Norton Protects DCTAG Funding in House D.C. Appropriations Bill, Believes She Can Remove Most Anti-Home-Rule Riders

WASHINGTON, D.C. – (RealEstateRama) — Congresswoman Eleanor Holmes Norton (D-DC) today said that she protected $30 million for the District of Columbia Tuition Assistance Grant Program (DCTAG) in the House’s draft fiscal year (FY) 2019 District of Columbia Appropriations bill, released today, even after President Trump zeroed out funding for DCTAG in his FY 19 budget. Norton got House appropriators, who have tried to make even bigger cuts to DCTAG in the past, to recognize DCTAG’s tremendous success and how important it is to D.C. families and students.
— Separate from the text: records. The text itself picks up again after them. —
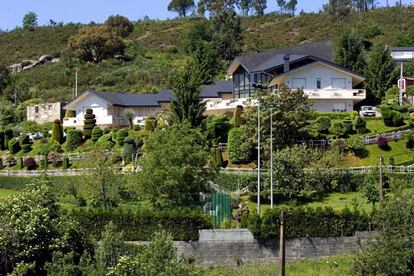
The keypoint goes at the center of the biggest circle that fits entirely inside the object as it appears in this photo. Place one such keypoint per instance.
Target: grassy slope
(158, 49)
(338, 266)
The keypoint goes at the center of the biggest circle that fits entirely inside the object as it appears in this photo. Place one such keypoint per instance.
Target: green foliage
(174, 164)
(150, 124)
(97, 132)
(30, 21)
(89, 123)
(14, 146)
(323, 124)
(380, 72)
(140, 224)
(349, 51)
(96, 43)
(129, 149)
(120, 25)
(391, 251)
(182, 7)
(319, 222)
(33, 230)
(121, 135)
(73, 139)
(216, 157)
(360, 125)
(240, 151)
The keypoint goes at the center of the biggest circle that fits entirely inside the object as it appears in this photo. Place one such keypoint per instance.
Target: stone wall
(230, 247)
(44, 113)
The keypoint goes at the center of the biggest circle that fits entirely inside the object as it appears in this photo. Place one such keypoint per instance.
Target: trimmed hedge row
(319, 222)
(141, 225)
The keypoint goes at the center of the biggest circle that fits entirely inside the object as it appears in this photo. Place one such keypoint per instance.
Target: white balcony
(334, 94)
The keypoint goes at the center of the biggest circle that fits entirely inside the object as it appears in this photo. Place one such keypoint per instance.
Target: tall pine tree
(380, 72)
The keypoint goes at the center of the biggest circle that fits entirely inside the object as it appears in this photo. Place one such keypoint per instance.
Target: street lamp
(260, 87)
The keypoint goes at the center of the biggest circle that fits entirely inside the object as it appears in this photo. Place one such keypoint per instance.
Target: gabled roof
(272, 58)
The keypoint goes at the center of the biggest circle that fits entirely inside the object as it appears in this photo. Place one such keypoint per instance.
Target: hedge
(140, 225)
(319, 222)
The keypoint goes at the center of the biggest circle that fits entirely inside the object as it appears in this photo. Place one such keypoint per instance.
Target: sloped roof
(272, 58)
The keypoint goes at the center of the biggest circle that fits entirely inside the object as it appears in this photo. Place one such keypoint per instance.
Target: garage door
(298, 83)
(338, 83)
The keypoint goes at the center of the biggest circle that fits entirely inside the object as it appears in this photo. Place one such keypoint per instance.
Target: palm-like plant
(129, 115)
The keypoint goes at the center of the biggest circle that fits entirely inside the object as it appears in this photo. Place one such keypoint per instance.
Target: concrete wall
(229, 247)
(44, 113)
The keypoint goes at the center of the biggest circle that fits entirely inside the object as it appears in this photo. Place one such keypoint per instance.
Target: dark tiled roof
(402, 49)
(273, 58)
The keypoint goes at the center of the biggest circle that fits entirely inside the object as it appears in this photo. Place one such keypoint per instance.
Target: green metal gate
(220, 208)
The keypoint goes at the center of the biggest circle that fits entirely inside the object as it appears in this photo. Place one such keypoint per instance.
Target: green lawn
(4, 193)
(337, 201)
(338, 266)
(397, 150)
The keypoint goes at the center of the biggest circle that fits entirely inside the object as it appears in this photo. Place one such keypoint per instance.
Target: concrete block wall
(230, 247)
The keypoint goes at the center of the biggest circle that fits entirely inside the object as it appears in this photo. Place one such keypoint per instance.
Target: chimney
(286, 59)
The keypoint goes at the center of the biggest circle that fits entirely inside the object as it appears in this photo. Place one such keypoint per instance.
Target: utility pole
(76, 82)
(282, 245)
(381, 183)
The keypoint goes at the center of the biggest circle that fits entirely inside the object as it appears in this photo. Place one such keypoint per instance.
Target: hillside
(157, 48)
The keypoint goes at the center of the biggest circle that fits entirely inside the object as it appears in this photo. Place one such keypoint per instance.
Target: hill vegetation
(156, 49)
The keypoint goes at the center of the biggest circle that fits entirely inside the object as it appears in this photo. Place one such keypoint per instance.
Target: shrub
(96, 133)
(129, 149)
(323, 125)
(398, 119)
(360, 125)
(89, 123)
(347, 126)
(70, 113)
(300, 223)
(14, 146)
(8, 135)
(216, 158)
(410, 142)
(239, 149)
(382, 142)
(121, 135)
(150, 124)
(73, 139)
(30, 163)
(183, 224)
(57, 132)
(26, 148)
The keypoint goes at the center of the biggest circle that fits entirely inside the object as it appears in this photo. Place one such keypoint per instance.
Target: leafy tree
(391, 251)
(89, 123)
(159, 258)
(187, 106)
(380, 72)
(227, 35)
(120, 25)
(259, 6)
(30, 21)
(182, 7)
(57, 132)
(290, 118)
(33, 230)
(101, 185)
(349, 51)
(96, 43)
(338, 8)
(173, 165)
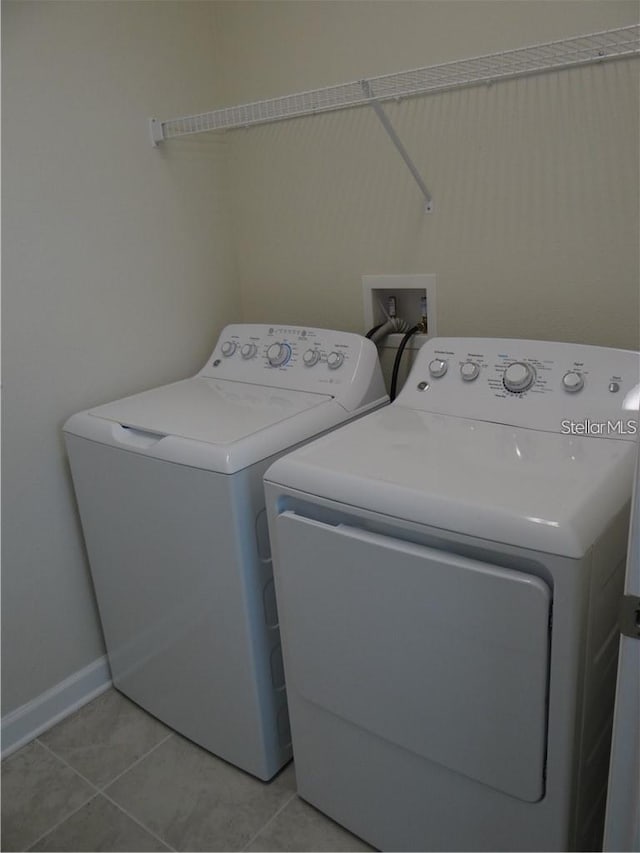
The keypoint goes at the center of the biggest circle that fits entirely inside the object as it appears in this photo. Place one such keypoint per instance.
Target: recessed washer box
(408, 291)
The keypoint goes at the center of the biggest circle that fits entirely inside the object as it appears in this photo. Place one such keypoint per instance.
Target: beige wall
(117, 275)
(121, 262)
(535, 181)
The House-passed FY 18 D.C. appropriations bill similarly provided $30 million for DCTAG, but Norton ultimately secured $40 million in the enacted FY 18 omnibus appropriations bill, as she did in FY 16 and FY 17. The Financial Services and General Government Appropriations Subcommittee will mark up the bill tomorrow, Thursday, May 24, 2018, at 10:00 a.m., in HT-2 (U.S. Capitol).

Congresswoman Eleanor Holmes Norton
Congresswoman Eleanor Holmes Norton

The bill contains the five anti-home-rule riders that were included in the House-passed FY 18 D.C. appropriations bill, but Norton expects to get most of them out of the final spending bill: repeals the Death with Dignity Act (DWDA); prohibits D.C. from spending its local funds to carry out the Reproductive Health Non-Discrimination Act; repeals the Local Budget Autonomy Act of 2012; prohibits D.C. from spending its local funds on recreational marijuana commercialization; and prohibits D.C. from spending its local funds on abortions for low-income women. In FY 18, the DWDA rider was added in the full committee markup by Representative Andy Harris (R-MD), and the RHNDA rider was added on the House floor by Representative Gary Palmer (R-AL). Norton kept the RHNDA, DWDA and budget autonomy riders from being included in the enacted FY 18 omnibus appropriations bill.

“With our students in colleges across the nation, protecting DCTAG funding is always my first priority, and I fully expect to get the full $40 million in the final spending bill,” Norton said. “Although Republicans are getting started early this year on attacking D.C.’s local laws, we got our home-rule coalition started even earlier in helping to stake out our defense. We expect to have the same success we had last year, working with the Senate, to remove most of these undemocratic riders.”

Norton said the bill also contains several of her D.C. priorities, including her provision to exempt D.C. from a shutdown for FY 20; $5 million to combat HIV/AIDS in D.C., the same amount as the FY 18 enacted level; and $435,000 for the Major General David F. Wherley, Jr. District of Columbia National Guard Retention and College Access Program, which provides tuition for D.C. National Guard soldiers, the same amount as the FY 18 enacted level.

Norton said she will fight to restore $14 million for the D.C. Water and Sewer Authority (DC Water) for ongoing work to control flooding in the city and clean up the Anacostia and Potomac rivers and Rock Creek, which was included in the enacted FY 18 omnibus appropriations bill, despite not being including in the House FY 18 D.C. appropriations bill.